The Trust For Public Land Names New Tennessee Director
For Noel Durant, the new leader of The Trust For Public Land’s Tennessee office, starting a new chapter is really about returning to his roots.
Durant, a Chattanooga native and McCallie School alum (‘04) who has served in a variety of roles for The Trust For Public Land (TPL) since 2013, assumed the role of Tennessee State Director on November 1. An avid outdoorsman with a degree in Natural Resource Management from Clemson University, he was previously the office’s Institutional Giving Manager and Program Director. Before returning to the Tennessee office of TPL in 2020, he led the Crested Butte Land Trust in Crested Butte, Colorado.
“My wife and I welcomed our first child last year, which made our decision to return to the Tennessee Valley very easy,” Durant says. “I’m lucky to have had the experience of learning a lot in Colorado, about land and about leadership, but it was important to us that our son grow up in this incredible part of the country. After all, what is this work about if not creating and protecting public lands for future generations to enjoy?”
TPL has big plans for Tennessee in 2022, including the completion of the South Chickamauga Creek Greenway, the development of a new trail to connect Red Bank’s White Oak Park with Chattanooga’s famed Stringer’s Ridge, and a significant expansion of Lockeland Springs Park in East Nashville.
As Tennessee State Director, Durant will be responsible for the timely completion of these and other projects, in addition to managing the office’s operations staff and collaborating with the state’s Director of Philanthropy to secure financial support for the region’s many efforts to protect land and create parks for people.

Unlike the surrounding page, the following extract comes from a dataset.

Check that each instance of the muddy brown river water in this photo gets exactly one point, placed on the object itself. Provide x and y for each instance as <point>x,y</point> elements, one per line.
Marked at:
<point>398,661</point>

“Noel is the ideal person for this job, both because of his long history with TPL and his unique understanding of where our organization can go next,” says Franklin Farrow, a longtime TPL volunteer and supporter of their work in Tennessee. “The creation and protection of high-quality public space is essential to healing damage to our environment and divisions in our community. Noel knows how to do both, and The Trust For Public Land will be stronger because of his leadership moving forward.”
About The Trust for Public Land
The Trust for Public Land was founded in 1972 on the conviction that all people need and deserve access to nature and the outdoors, close to home, in the cities and communities where they live, as a matter of health, equity, and justice. While many conservation organizations set aside wildlands for biodiversity or habitat restoration, our founders sought to bring the benefits of parks and nature to the places, people, and communities that needed them most.